The Nelson Mandela Foundation has approached the Equality Court seeking an order declaring that the public display of South Africa’s apartheid-era flag constitutes unfair discrimination, hate speech and harassment.
The court application was lodged on Wednesday.
”The decision to launch this application comes after years of watching public displays of the old flag and hoping that such behaviour would stop. These displays demonstrably compound the pain experienced by millions of black South Africans who suffered under apartheid and continue to struggle under its legacy,” the NMF said in a statement.
”The old flag is undeniably a part of our history, but it belongs in museums, documentaries and cathartic creative works.”
The NMF said it had numerous discussions with civil organisations such as AfriForum following the ”Black Monday” march by the farming community last year, protesting against farm murders. The old flag was displayed at several demonstrations that took place across the country.
”After extensive consultation and reflection following ”Black Monday,” the foundation posed the question: ”Is it time to criminalise displays of the old flag?”

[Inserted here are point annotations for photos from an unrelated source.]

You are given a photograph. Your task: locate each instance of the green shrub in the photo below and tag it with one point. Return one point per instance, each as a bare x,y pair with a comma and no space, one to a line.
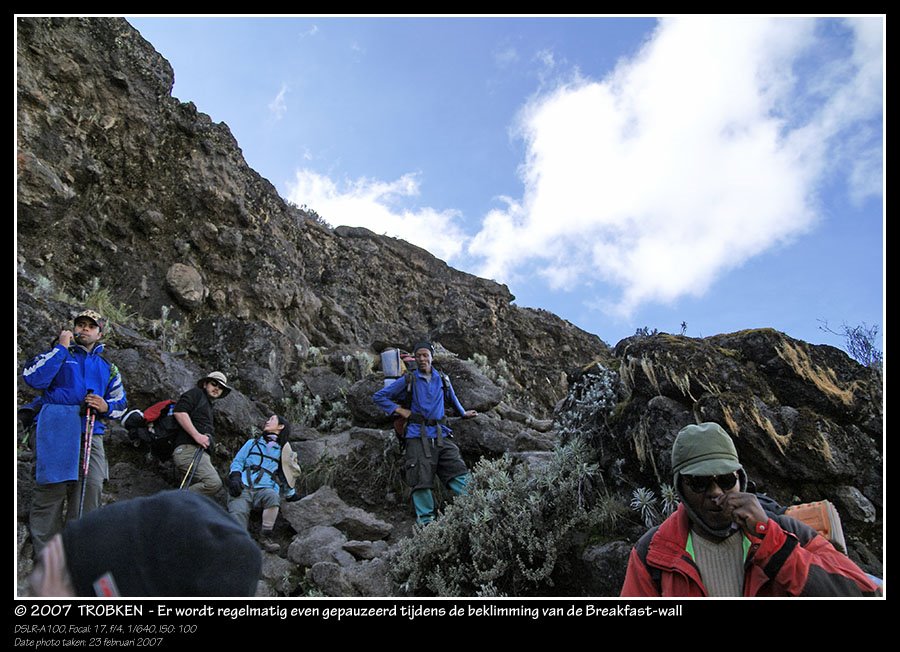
509,535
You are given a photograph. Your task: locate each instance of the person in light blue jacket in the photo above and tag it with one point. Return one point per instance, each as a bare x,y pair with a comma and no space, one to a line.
77,383
419,398
256,479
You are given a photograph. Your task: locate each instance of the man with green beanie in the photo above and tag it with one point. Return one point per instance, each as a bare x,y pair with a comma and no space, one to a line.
721,542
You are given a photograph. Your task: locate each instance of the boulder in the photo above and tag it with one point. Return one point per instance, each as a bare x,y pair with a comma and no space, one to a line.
319,543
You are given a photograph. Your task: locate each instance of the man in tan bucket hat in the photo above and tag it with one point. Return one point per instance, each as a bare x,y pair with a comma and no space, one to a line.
193,445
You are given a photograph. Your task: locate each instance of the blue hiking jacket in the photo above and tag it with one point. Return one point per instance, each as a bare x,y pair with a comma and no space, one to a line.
66,375
257,464
427,401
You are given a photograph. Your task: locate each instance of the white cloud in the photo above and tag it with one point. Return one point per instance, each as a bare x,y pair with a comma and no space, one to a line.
700,153
376,205
278,106
505,56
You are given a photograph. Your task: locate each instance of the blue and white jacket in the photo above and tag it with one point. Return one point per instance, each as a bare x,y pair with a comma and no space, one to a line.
258,464
66,375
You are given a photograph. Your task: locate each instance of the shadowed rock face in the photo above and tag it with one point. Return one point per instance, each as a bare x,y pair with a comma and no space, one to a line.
120,182
807,420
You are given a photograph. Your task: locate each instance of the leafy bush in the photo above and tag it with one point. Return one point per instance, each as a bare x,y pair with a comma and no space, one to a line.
508,535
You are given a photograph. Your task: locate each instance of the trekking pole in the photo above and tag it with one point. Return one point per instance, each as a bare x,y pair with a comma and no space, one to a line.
192,468
89,418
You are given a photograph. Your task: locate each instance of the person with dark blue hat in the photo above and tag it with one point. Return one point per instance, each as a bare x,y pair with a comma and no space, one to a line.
429,451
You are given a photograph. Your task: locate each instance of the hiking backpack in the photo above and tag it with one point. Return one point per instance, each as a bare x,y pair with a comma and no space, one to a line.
155,427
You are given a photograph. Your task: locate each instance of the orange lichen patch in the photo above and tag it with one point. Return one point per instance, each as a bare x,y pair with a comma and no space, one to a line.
823,379
730,423
780,441
642,448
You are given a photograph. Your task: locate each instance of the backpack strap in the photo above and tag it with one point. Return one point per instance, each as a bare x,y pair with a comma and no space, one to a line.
642,547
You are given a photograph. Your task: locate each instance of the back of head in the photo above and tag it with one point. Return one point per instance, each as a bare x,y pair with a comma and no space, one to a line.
704,449
174,543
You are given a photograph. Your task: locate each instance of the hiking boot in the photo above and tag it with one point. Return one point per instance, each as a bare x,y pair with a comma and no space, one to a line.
267,544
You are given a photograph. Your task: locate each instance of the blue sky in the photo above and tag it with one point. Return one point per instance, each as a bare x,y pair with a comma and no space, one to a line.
619,172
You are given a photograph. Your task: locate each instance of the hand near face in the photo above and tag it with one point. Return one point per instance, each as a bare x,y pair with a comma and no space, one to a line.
743,509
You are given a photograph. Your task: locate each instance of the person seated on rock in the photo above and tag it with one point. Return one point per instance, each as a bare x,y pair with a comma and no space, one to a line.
194,442
80,389
258,472
170,544
428,450
720,541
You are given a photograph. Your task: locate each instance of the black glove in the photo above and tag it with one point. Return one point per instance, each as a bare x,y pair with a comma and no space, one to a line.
235,486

Through public debates with AfriForum, one of the leading figures in the “Black Monday” demonstrations, it became apparent that some South Africans do not fully appreciate that apartheid was a crime against humanity (as the United Nations declared in 1973), and that gratuitous displays of apartheid symbols, such as the old flag, are a celebration of that crime and a humiliation of its victims.”
”During these debates AfriForum conceded that displaying the old flag was ”unwise” as it ”offends some people”, but argued that it should nevertheless not be ”unlawful” as it was a part of history and ”you cannot ban history”.
The foundation said it was not seeking the criminalisation of the flag, but wants to use the law to discourage public usage.
”The Promotion of Equality and Prevention of Unfair Discrimination Act passed in 2000, empowers the Equality Court to fashion appropriate remedies for behaviour that undermines equality and human dignity, such as apologies, community service, and sensitivity training,” said the NMF.
The flag was the national symbol of South Africa between 1928 and 1994, after which it was replaced by a new one as the country entered a democratic dispensation. Some sections of the white right-wing community use it as a symbol of patrimony.